Representing images

I have C2S and S2S apps in development, and I’m working on a way to allow users to attach images to documents they send. The images will be stored in S3-compatible storage, so a URL will suffice to accessing them in AP. I’m planning on representing them using the Attachment structure. To help with performance and minimize bandwidth, I’d like to serve and show a preview of the images uploaded where appropriate. I would like my server to interoperate well with other servers, and the AP specification is so wide open it’s hard to know what kinds of messages my client should expect to have to display.

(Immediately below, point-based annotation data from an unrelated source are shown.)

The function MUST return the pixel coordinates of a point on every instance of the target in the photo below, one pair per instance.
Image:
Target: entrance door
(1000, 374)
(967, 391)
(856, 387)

My question is about structuring images. For now, I’ve been thinking about a structure like this one (in JavaScript, but close enough to JSON for you to get the idea):

{
  type: 'Note',
  content: 'Hello, world!',
  attributedTo: 'https://me.example.com/actor',
  to: 'https://me.example.com/actor/followers',
  attachment: {
    type: 'Image',
    url: {
      type: "Link",
      href: 'https://images.example.com/image.jpeg',
      width: 5120,
      height: 2880,
      mediaType: 'image/jpeg',
      preview: {
        type: "Link",
        href: 'https://images.example.com/image-preview.jpeg',
        width: 512,
        height: 288,
        mediaType: 'image/jpeg'
      }
    }
  }
}

But I recognize that there are myriad other ways to represent the same data. The attachment could simply be a Link with a mediaType. It needn’t be an Image but could simply be a Document, as Mastodon does. The url needn’t be a single object, but an array of multiple links with different width and height from which the client should select. There needn’t be a URL at all, and the image could be encoded into the content field, which is actually the closest to the definition from the attachment spec:

Identifies a resource attached or related to an object that potentially requires special handling. The intent is to provide a model that is at least semantically similar to attachments in email.

I don’t want to develop my application to handle every possible representation it might encounter; I’d rather use my finite time for developing features that will actually be used. At the same point, I’d like to strike a reasonable balance of interoperability. The specification is so wide open as to be nearly useless in deciding what formats one should expect to support.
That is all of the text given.